The Beast Of The City, 1932. 7/10

Entertaining crime drama. The action sequences are great–realistic chases and shootouts. Jean Harlow (as Daisy) smoothly combines snappy toughness with alluring femininity. The police brothers (Wallace Ford and Walter Huston) make an a convincing pair. And the gangster Belamonte (Jean Hersholt) is suitably slimy. Beast of the City is let down somewhat by a few too many comic interludes, which not only disturb the tone, but logjam the pacing as well.

Tbe droll, dark humor amongst the cops, and especially between Daisy and Ed (Ford) adds plenty of period authenticity, and keeps the plot humming along as well. It”s Ed’s domestic scenes that distract. Some of that stuff is funny; but it’s a bit much in what is essentially a serious pre-noir drama. If that theme needs any emphasis it’s certainly provided by Ed’s sacrifice in the climactic gunbattle with Belamonte’s gang.

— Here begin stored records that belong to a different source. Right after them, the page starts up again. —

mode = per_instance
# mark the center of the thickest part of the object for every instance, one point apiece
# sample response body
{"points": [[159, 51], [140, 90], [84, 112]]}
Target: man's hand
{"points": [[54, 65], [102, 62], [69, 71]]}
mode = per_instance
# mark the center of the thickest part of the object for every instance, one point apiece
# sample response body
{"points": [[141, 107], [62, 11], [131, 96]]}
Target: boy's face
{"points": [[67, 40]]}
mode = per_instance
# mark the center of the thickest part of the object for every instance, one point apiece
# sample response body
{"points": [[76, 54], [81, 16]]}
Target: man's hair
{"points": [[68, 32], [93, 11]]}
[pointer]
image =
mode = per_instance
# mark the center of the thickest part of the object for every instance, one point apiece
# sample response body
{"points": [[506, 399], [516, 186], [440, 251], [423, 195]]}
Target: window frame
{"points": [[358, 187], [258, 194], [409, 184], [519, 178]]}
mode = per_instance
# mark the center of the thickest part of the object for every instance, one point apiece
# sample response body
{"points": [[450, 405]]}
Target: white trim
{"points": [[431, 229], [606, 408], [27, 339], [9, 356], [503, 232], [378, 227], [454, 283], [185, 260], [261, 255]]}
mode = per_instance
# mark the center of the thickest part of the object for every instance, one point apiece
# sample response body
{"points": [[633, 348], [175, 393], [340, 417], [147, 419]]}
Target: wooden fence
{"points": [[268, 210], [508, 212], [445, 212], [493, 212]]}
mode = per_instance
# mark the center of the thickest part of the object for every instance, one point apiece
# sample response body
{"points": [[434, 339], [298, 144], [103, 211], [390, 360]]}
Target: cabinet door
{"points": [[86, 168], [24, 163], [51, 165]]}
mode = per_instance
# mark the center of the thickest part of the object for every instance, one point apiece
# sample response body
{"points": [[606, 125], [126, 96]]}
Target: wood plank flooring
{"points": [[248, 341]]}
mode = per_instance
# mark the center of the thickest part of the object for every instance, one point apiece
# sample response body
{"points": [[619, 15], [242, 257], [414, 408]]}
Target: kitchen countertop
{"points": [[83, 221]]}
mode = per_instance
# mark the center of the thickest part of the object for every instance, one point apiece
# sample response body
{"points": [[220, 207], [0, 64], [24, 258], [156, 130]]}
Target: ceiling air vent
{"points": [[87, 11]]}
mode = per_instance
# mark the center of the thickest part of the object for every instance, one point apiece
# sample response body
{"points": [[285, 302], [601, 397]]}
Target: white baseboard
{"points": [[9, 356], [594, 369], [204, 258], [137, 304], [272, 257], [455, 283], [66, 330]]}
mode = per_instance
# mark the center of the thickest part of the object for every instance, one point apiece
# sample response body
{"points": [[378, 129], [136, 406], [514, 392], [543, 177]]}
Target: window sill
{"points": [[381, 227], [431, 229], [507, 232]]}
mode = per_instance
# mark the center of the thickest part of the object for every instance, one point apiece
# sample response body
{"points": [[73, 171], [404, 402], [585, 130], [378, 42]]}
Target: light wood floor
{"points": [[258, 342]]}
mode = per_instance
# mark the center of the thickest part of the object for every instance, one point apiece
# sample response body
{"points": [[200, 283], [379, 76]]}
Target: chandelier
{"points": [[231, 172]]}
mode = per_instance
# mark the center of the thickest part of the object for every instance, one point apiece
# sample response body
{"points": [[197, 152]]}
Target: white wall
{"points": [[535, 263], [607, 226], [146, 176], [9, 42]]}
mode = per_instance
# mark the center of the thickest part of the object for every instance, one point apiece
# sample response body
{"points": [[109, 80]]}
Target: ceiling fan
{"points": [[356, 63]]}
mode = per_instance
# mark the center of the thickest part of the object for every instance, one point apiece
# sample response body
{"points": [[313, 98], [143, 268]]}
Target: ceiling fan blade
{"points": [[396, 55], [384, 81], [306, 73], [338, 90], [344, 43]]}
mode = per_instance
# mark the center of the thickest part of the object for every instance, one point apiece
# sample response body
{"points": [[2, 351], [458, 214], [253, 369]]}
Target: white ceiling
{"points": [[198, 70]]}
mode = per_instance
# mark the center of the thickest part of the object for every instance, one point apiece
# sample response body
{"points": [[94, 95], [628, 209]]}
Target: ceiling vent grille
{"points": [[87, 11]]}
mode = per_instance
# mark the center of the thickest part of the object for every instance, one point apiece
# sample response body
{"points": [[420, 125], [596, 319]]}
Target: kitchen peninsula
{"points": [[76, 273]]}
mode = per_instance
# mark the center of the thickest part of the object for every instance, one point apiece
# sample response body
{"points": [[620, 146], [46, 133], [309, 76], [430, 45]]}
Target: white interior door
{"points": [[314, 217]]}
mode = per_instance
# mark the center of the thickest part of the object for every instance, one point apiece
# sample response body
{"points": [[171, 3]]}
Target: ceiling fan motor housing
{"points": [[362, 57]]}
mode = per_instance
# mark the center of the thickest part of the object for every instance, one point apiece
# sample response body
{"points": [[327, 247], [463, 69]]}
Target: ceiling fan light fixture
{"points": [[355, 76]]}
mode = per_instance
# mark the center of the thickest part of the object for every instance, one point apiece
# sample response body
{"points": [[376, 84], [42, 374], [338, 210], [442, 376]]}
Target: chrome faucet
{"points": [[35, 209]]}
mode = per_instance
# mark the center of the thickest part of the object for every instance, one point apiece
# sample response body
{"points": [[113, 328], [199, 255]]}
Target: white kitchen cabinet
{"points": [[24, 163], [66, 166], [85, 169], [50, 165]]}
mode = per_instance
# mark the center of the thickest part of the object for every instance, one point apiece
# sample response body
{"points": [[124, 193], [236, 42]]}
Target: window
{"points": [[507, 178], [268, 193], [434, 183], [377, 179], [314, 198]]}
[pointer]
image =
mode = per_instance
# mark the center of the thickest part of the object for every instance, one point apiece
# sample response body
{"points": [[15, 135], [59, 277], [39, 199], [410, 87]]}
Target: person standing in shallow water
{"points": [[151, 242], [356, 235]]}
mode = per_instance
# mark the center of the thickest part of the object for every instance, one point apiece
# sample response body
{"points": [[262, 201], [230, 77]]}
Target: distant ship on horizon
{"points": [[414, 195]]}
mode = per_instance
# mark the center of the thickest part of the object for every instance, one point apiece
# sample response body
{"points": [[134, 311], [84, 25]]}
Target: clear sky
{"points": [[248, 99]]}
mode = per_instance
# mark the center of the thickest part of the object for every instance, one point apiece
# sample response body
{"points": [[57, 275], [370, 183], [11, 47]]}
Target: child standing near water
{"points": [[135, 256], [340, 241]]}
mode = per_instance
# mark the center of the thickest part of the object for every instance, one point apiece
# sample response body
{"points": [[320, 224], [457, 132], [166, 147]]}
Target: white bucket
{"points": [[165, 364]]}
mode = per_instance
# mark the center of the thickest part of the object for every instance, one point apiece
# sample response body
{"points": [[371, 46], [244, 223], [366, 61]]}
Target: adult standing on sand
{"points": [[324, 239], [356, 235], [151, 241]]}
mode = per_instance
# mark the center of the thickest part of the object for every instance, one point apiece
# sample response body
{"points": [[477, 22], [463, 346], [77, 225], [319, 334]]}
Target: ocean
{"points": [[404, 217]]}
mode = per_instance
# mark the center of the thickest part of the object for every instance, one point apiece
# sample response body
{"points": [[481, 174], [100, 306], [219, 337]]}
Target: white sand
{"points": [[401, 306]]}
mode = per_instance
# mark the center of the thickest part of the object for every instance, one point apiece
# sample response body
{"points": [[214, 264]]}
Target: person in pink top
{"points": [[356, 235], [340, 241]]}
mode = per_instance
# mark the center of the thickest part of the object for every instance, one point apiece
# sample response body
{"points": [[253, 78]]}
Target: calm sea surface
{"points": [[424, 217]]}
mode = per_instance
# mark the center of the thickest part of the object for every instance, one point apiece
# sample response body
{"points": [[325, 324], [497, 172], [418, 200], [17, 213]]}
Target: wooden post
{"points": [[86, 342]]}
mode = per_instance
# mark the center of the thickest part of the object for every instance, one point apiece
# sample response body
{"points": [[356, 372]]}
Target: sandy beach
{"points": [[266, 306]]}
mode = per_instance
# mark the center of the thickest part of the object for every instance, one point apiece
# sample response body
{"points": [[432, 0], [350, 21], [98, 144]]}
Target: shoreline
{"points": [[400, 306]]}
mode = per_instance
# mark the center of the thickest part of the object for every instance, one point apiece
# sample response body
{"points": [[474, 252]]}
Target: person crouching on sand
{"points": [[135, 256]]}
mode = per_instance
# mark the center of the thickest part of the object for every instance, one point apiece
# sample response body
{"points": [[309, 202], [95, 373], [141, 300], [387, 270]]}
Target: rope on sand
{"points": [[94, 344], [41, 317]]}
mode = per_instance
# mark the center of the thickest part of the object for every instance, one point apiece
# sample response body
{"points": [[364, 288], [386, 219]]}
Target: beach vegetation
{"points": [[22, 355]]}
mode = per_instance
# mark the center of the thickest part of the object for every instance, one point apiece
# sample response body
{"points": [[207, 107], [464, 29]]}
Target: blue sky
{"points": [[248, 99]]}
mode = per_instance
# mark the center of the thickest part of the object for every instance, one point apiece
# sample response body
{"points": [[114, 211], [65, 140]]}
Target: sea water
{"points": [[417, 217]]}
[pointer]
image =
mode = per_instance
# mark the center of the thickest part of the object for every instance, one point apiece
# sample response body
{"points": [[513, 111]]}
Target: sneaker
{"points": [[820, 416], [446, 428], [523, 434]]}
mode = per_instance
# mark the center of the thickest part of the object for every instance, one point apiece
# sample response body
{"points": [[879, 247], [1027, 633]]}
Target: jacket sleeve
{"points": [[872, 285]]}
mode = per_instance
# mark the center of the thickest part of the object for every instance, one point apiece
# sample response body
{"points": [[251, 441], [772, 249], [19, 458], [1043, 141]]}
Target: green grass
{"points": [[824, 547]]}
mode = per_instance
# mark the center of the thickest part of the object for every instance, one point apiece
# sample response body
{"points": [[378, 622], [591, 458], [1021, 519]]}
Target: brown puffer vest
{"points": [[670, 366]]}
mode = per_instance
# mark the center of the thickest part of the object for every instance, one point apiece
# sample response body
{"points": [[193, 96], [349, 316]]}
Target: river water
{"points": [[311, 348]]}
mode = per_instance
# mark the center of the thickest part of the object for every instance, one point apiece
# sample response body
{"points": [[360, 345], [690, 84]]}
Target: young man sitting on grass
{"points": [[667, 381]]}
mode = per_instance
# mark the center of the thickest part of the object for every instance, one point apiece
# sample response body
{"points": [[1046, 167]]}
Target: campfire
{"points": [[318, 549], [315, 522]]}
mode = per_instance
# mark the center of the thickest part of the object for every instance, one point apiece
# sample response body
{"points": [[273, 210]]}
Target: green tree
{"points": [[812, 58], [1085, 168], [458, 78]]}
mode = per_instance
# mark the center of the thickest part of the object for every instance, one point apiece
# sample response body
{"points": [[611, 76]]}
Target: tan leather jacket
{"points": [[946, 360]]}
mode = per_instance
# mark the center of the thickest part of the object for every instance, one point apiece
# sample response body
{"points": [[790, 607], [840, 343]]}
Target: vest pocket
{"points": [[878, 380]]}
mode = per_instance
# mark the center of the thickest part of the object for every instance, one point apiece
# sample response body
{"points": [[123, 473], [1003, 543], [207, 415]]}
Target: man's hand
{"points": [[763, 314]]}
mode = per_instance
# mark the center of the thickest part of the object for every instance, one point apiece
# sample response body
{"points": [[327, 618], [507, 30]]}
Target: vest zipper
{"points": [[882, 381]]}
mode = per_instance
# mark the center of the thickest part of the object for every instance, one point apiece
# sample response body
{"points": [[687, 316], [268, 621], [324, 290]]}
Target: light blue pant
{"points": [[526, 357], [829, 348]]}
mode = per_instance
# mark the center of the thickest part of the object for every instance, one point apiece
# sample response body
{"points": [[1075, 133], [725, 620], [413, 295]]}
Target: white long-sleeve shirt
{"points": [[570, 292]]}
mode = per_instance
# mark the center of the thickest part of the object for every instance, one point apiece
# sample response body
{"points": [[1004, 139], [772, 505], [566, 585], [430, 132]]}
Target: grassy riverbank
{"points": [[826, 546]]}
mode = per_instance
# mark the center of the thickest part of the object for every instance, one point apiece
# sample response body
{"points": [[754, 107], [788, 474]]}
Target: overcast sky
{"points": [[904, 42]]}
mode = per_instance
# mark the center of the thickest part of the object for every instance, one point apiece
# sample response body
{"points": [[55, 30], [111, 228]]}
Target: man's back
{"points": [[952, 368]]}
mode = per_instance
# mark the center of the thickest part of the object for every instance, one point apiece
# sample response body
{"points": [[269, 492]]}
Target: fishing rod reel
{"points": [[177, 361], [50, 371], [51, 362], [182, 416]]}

The courtroom scene sets up Ed’s desperate need to atone for his negligence. The social commentary isn’t intrusive; in fact, I think it helps to deglamorize the
criminals–the “yellow maggot” description being especially apt–as well as keep the spotlight on police corruption. Ultimately, the belief in legitimate authority is upheld by the fearless, even reckless behavior of the police shown in their determination to overcome the criminals. 7/10.